Жемчужный спал, лежа ничком на койке. Андрей боялся шевельнуться, чтобы не разбудить его. Перед глазами Андрея в иллюминаторе был виден силуэт Мудьюга, ледяного, страшного Мудьюга… Царство холода, крови, убийств и смерти. Сколько жертв! Сколько невинно загубленных жизней на этом пустынном болотном острове! Вот здесь, у этого маяка, расстреливали людей. Расстреливали и у сигнальной мачты, расстреливали за батареями… Вся земля обагрена кровью. А сколько людей, падавших во время работ от истощения, побитых прикладами, приколотых штыками, погибло во льдах!.. Сколько могил скрыто сейчас зимним туманом! В этих ледяных торосах, в снежных обмерзших буграх – всюду трупы.
Вдруг Андрей увидал, как на острове вспыхнули сигнальные огни, словно глаза чудовища. И тут будто чей-то голос услыхал Андрей.
«Ты вырвался от нас, с Мудьюга? Ты оставляешь сотни своих товарищей… Они спят в насквозь промерзшей земле! Им уже никогда не проснуться. Они взывают к мести!»
Подмаргивает маяк. И в то мгновение, когда он зажигается, в луче его видна метель, вечная метель Мудьюга…
«Неужели я жив?

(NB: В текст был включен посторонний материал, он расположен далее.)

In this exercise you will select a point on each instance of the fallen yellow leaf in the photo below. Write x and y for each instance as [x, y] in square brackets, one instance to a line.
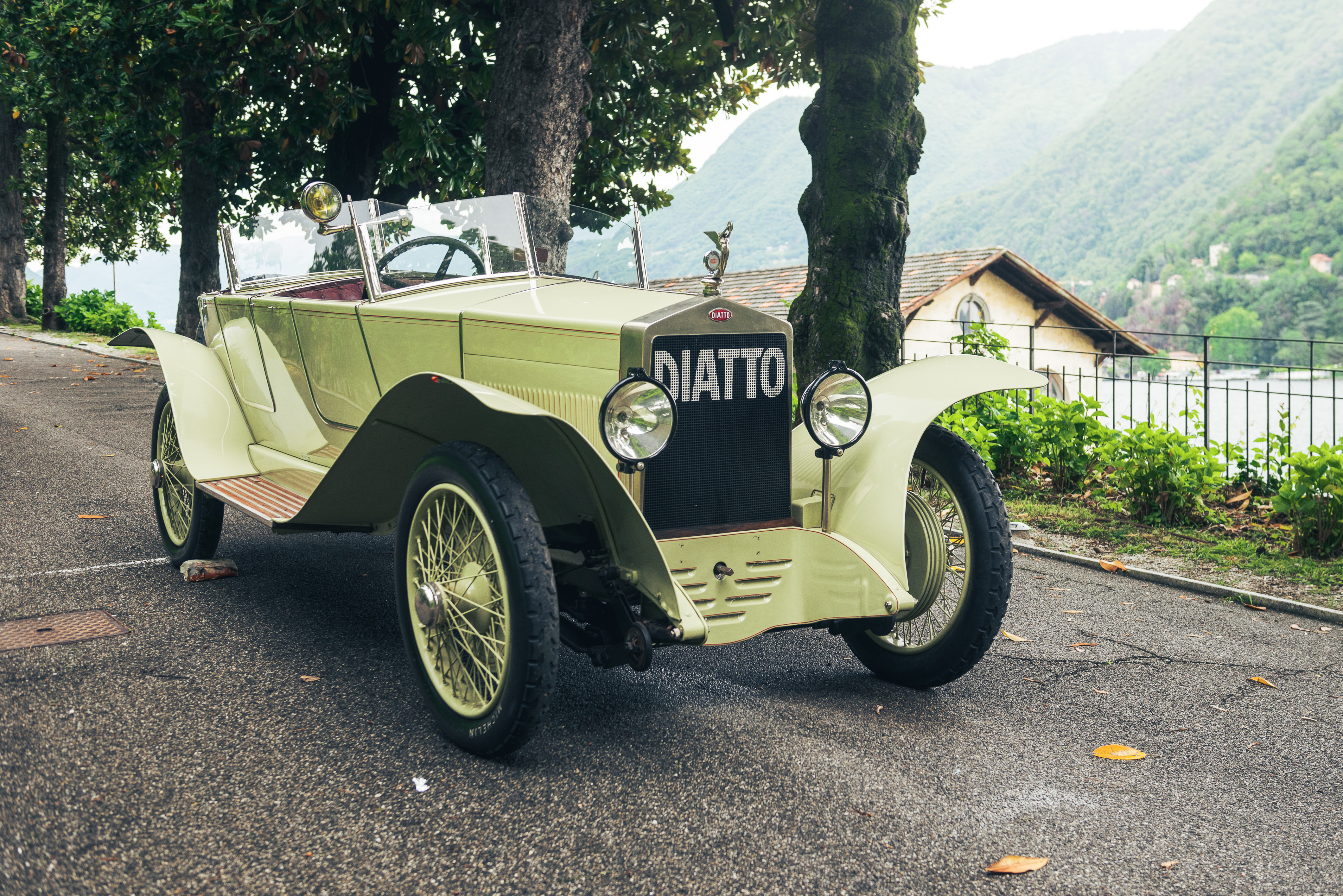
[1118, 751]
[1017, 866]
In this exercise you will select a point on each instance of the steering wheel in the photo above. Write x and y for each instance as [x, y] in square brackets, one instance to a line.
[455, 246]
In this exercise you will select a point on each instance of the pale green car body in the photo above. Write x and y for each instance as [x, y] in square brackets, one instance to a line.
[335, 402]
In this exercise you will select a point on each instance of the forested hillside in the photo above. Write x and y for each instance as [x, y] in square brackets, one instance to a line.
[986, 123]
[983, 124]
[1293, 209]
[1204, 115]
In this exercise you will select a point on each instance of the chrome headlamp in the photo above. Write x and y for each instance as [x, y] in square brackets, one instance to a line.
[837, 409]
[637, 420]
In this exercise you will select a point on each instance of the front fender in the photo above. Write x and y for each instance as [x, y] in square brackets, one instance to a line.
[563, 475]
[211, 429]
[869, 482]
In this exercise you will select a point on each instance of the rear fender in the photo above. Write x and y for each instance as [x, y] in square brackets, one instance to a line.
[211, 429]
[563, 475]
[871, 482]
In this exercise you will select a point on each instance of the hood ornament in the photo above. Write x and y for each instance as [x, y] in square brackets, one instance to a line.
[716, 261]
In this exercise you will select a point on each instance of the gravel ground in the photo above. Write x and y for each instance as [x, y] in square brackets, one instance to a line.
[1192, 569]
[188, 757]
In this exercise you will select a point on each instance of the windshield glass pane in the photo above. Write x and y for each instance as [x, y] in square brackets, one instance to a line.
[430, 244]
[581, 242]
[287, 245]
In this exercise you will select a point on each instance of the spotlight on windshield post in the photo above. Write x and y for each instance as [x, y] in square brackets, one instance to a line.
[836, 410]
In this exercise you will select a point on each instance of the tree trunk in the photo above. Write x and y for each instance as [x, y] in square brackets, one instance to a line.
[14, 255]
[198, 206]
[355, 152]
[865, 139]
[54, 221]
[534, 123]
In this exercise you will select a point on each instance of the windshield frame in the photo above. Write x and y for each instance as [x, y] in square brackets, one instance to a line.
[370, 214]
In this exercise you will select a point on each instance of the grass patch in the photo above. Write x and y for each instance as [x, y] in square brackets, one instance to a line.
[1251, 540]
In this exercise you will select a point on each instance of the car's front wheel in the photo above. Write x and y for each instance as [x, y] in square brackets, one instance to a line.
[958, 554]
[476, 598]
[190, 522]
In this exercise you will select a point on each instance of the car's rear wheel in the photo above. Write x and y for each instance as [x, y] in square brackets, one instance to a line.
[959, 559]
[476, 598]
[190, 522]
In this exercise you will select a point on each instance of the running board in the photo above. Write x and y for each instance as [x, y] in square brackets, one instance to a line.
[257, 497]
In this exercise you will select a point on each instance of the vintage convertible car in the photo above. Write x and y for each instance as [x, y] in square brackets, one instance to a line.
[567, 456]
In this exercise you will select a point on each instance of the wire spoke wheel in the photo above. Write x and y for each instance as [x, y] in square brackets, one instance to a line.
[923, 631]
[465, 653]
[958, 563]
[178, 487]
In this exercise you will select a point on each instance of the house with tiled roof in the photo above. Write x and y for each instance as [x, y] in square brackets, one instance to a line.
[942, 293]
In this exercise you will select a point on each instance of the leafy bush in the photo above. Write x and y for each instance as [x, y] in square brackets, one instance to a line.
[1071, 439]
[1313, 500]
[1161, 471]
[97, 311]
[981, 340]
[33, 300]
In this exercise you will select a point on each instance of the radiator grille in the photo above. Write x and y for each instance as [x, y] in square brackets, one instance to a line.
[729, 461]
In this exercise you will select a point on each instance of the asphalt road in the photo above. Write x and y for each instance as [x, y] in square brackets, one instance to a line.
[188, 757]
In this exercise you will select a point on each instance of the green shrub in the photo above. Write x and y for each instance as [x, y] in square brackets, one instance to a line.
[33, 300]
[1071, 439]
[1160, 471]
[97, 311]
[1313, 500]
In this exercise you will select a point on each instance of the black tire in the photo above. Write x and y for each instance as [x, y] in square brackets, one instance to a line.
[532, 610]
[988, 552]
[205, 515]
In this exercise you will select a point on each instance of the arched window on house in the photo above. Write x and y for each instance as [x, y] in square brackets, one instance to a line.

Как это могло случиться?»
У Андрея кружится голова, он хватается за столик. «Вот лежит Жемчужный… Жив ли он? Не бред ли все это?»
Но боцман вдруг поднял голову. Увидев Андрея, он громко зарыдал. Андрей бросился к нему. Они плакали, что-то говорили друг другу и сами не слышали своих слов. Первым успокоился боцман.

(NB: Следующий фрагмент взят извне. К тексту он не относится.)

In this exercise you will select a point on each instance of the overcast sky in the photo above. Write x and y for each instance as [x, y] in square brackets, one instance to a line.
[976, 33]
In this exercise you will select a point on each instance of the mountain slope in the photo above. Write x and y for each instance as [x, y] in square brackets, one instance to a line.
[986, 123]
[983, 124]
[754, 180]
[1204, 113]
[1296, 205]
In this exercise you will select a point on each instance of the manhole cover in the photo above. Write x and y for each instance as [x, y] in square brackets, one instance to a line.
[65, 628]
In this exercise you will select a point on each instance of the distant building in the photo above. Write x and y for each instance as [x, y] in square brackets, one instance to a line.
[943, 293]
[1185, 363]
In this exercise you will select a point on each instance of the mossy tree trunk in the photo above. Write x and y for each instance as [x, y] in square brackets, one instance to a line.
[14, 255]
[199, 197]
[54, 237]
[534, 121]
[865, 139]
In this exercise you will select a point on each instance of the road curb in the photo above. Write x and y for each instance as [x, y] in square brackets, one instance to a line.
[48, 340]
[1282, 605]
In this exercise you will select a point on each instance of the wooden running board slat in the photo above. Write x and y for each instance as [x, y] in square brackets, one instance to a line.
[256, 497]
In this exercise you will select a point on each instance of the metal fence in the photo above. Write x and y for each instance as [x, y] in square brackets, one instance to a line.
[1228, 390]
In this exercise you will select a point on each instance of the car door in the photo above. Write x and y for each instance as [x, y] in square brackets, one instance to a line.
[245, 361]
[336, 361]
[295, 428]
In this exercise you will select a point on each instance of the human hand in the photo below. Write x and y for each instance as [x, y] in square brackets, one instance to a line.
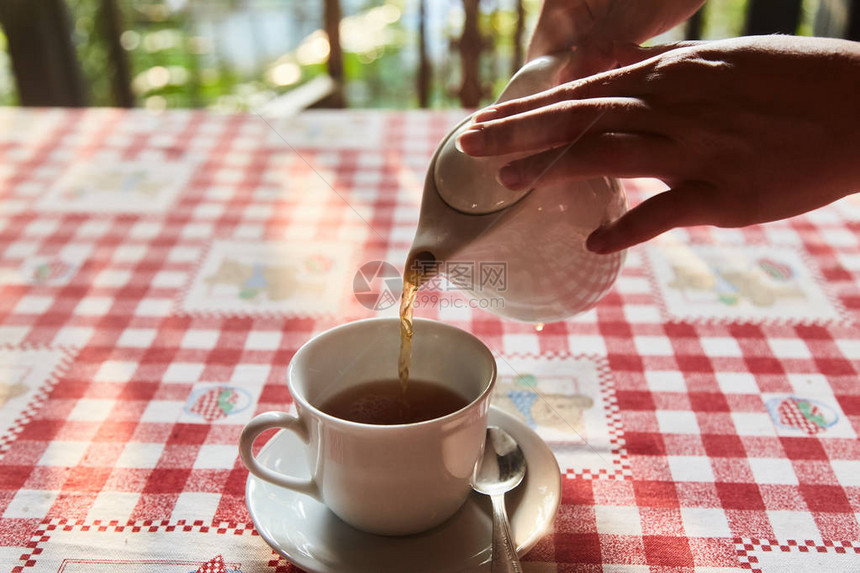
[591, 26]
[743, 131]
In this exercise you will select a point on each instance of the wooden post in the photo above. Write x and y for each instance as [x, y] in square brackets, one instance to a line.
[332, 17]
[519, 30]
[695, 25]
[424, 70]
[772, 17]
[111, 22]
[853, 29]
[43, 56]
[470, 56]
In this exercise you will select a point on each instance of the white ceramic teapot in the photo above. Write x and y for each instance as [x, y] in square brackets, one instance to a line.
[520, 255]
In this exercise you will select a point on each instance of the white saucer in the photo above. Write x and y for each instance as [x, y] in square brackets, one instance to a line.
[308, 535]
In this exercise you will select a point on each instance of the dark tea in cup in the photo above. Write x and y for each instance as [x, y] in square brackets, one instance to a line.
[386, 402]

– Ой, сынку, тебя, значит, тоже везут? – спросил он.
– Тоже… – ответил Андрей. – Но я рад, Матюша… С тобой вместе. Как мне было тяжко одному, если бы ты знал! А сейчас я даже рад, ей-богу. И Егорова увижу и Базыкина…
Боцман покачал головой.
– А где доктор, Матюша?
– Умер… Неделю тому назад. Там же, в погребе. Отмучился… – Жемчужный закрыл лицо руками.
Андрей уткнулся лицом в подушку. «Умер… умер… умер…» – стучало у. него в висках.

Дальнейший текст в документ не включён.